Communication Strategist

  • I think this policy should be changed — with the huge need for poll workers, we who have retired should not have to possibly risk our status if we end up being paid so little. I never even thought about those ramifications — probably many people have no idea that working at the polls makes someone a public employee again. So, I’m glad this is being clarified, but I think OPERS should exempt anyone who takes training and only works at the polls during the election, regardless of the amount of pay.

    • Ms. Pockrose,

      This is an Internal Revenue Service rule, not OPERS policy. The IRS requires that those who use an HRA remain retired. OPERS developed a separate health care plan for re-employed retirees who are Medicare-eligible to avoid IRS penalties and to ensure that all retirees have access to supplemental coverage.

      Julie, OPERS

  • This rule as the rule that takes most of my social security, is just not right. They uv say thats social security is not a full retirement but a helper to your retirement, so why make it impossible for one to have a retirement. What little is made should at less equal that of social securitys yearly limits, regardless of where the income is made. Have you priced rx lately wow . This needs changed so badly.

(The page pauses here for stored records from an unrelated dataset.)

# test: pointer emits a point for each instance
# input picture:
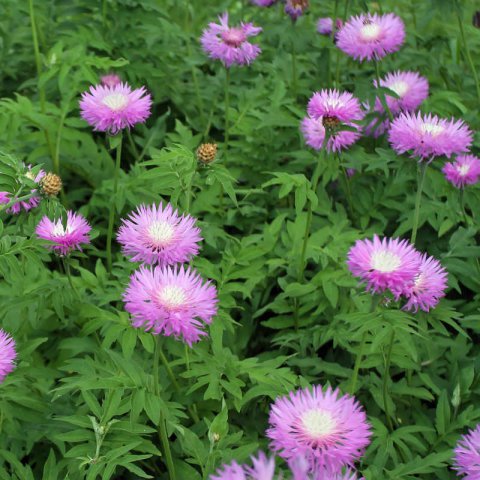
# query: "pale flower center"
(234, 37)
(385, 262)
(400, 88)
(115, 101)
(370, 31)
(463, 169)
(318, 423)
(432, 129)
(172, 296)
(161, 233)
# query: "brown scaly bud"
(207, 152)
(51, 184)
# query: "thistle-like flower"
(230, 44)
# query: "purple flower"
(428, 287)
(111, 109)
(229, 44)
(295, 8)
(7, 354)
(64, 237)
(171, 301)
(110, 80)
(384, 264)
(329, 110)
(465, 170)
(371, 37)
(327, 429)
(467, 455)
(263, 469)
(160, 235)
(429, 136)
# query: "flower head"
(327, 429)
(110, 80)
(113, 108)
(230, 44)
(295, 8)
(371, 37)
(465, 170)
(428, 287)
(171, 301)
(28, 204)
(467, 455)
(384, 264)
(328, 110)
(160, 235)
(7, 354)
(411, 87)
(65, 237)
(429, 136)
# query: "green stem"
(111, 217)
(132, 145)
(162, 429)
(422, 169)
(467, 49)
(386, 377)
(358, 360)
(227, 108)
(381, 94)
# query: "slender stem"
(111, 217)
(227, 108)
(385, 104)
(422, 169)
(358, 360)
(132, 145)
(467, 49)
(162, 429)
(386, 377)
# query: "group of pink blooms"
(318, 431)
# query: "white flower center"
(318, 423)
(431, 128)
(463, 169)
(370, 31)
(161, 233)
(385, 262)
(115, 101)
(172, 296)
(400, 88)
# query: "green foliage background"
(81, 402)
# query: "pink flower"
(159, 235)
(295, 8)
(411, 87)
(384, 264)
(64, 237)
(467, 455)
(371, 37)
(429, 136)
(328, 430)
(111, 109)
(173, 302)
(229, 44)
(263, 469)
(25, 205)
(428, 287)
(329, 110)
(464, 171)
(7, 355)
(110, 80)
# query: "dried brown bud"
(207, 152)
(51, 184)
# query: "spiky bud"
(207, 152)
(51, 184)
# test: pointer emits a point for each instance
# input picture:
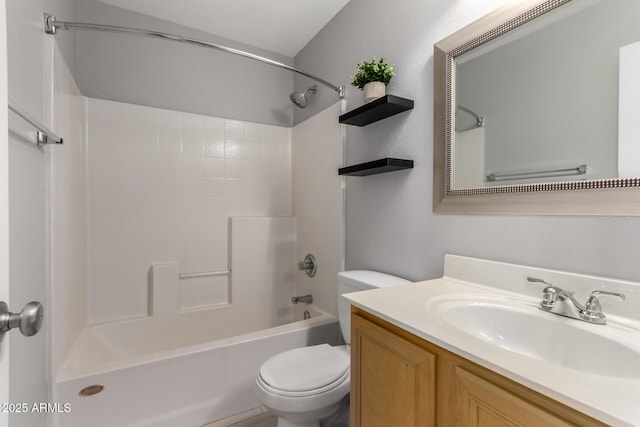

  • How did this rule come into effect and what purpose does it serve to deny OPERS retirees opportunities to work part time without jeopardizing their health care coverage.

    • Ms. Schwartz,

      The IRS requires that those who use an HRA remain retired. In response, OPERS developed a separate health care plan for re-employed retirees who are Medicare-eligible to avoid IRS penalties and to ensure that all retirees have access to supplemental coverage.

      Julie, OPERS

  • If we want part-time at Wal MART or Lowes does that cause a problem with our Insurance also.Or if we work part-time at a hospital.

    • Ms. Redman,

      In the examples you’ve provided, you would not be in an “OPERS-covered position” and would not be considered a re-employed retiree. You may become employed in a position with a private employer and continue to receive access to OPERS health care. If you are eligible to receive Medicare, that includes the Connector and your HRA.

      Julie, OPERS

  • I am amazed that working at the polls can affect your pension!!!! What will the politicians think of next to confiscate more money???

    • As Mike Pramik notes, individuals employed as election workers and paid less than $600 per calendar year for that service are not considered re-employed retirees.

      Re-employed retirees who are eligible for Medicare and who enroll in a Medicare plan through OneExchange are not allowed to participate in the Health Reimbursement Arrangement. IRS rules state that only retirees can access the HRA, which we use to reimburse participants for premiums and out-of-pocket expenses. OPERS created separate plans for pre-Medicare, re-employed retirees and for Medicare-eligible, re-employed retirees.

      We have a comprehensive section of our website that explains how re-employment works, including the health care plan for re-employed retirees who are eligible for Medicare. It includes a decision tool to help you navigate the process.

      Julie, OPERS

  • I am an OPERS retirant that turned 65 this August [2018]. I am on Medicare and receive the OPERS HRA monthly stipend.

    For the last several years I have been employed by the Franklin County Board of Elections twice a year, seven weeks for the primary election and seven weeks for the general election, as a warehouse worker. This ceased with my turning 65 so that I can maintain uninterrupted deposits to my HRA

    It has been proposed that I work as a dispatcher or as a day driver on the two election days only with my annual compensation being less than $600.00. This is not acting as a “precinct election official or voting location manager” per se (see previous questions/answers). Am I okay doing this? Thanks.